- Dates active: 2022–present
- Country: Palestine
- Headquarters: Nur Shams
- Ideology: Palestinian self-determination Palestinian nationalism Anti-Zionism Anti-apartheid Anti-imperialism
- Part of: Al-Quds Brigades Al-Aqsa Martyrs' Brigades Al-Qassam Brigades
- Wars: Israeli–Palestinian conflict Israeli incursions in the West Bank during the Gaza war; ; Palestinian Authority–West Bank militias conflict July 2024 West Bank unrest; ;

= Nur Shams Brigade =

The Nur Shams Brigade or Nur Shams Battalion (كتيبة نور شمس) is a Palestinian militia in the West Bank that operates in the Nur Shams refugee camp. It operates as a branch of the Al-Quds Brigades, the armed wing of Palestinian Islamic Jihad (PIJ), but also encompasses militants from the Al-Aqsa Martyrs' Brigades and the Al-Qassam Brigades of Hamas.

== History ==
The Nur Shams Brigade was reportedly founded in 2022, following the Israeli assassination of the militant Saif Abu Libda in April of that year.

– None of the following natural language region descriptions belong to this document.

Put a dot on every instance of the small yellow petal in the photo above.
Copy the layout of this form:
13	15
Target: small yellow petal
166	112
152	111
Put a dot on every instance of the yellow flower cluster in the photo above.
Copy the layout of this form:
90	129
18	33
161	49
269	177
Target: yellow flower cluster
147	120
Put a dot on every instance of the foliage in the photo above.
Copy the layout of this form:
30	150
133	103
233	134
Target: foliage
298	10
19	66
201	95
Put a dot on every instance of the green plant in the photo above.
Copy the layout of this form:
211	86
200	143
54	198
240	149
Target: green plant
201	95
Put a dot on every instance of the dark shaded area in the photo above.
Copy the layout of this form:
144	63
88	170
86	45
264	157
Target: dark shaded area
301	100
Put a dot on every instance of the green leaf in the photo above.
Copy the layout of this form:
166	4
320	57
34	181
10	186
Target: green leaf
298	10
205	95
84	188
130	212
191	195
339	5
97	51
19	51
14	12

Abu Libda "is said to have played a key role in laying down the foundations of the group."

On 2 May 2024, Palestinian Authority (PA) security forces killed a PIJ militant affiliated with the Tulkarm Brigade and the Nur Shams Brigade in Tulkarm.

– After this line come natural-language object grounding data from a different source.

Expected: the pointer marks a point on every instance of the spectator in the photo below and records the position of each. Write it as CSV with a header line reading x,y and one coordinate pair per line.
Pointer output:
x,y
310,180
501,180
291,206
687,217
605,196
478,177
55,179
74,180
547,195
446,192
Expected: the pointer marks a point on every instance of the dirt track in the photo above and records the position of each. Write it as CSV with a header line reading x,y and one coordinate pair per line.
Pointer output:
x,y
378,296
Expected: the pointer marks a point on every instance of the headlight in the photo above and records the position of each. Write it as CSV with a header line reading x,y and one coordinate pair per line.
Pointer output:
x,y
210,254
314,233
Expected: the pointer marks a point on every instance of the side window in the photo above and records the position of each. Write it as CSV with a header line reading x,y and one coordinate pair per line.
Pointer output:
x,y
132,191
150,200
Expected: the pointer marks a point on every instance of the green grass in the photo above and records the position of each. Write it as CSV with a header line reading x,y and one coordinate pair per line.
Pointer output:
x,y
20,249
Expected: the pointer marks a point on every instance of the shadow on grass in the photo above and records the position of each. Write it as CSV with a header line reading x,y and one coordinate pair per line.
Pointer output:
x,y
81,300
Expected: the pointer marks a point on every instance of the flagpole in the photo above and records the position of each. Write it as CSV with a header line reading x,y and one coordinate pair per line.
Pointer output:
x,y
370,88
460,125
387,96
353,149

On 30 June 2024, Israeli forces assassinated Saaed Ezzat Jaber, one of the commanders of the militia, in an airstrike on Nur Shams.

The Nur Shams Brigade participated in the July 2024 West Bank unrest, targeting the local headquarters of the PA security forces in the Tulkarm refugee camp following their alleged attempt to arrest Tulkarm Brigade commander Abu Shujaa on 26 July.

During the 2025 Israeli military operation in the West Bank, Israeli forces established control over Nur Shams and expelled all inhabitants, leaving the fate of the militia unknown.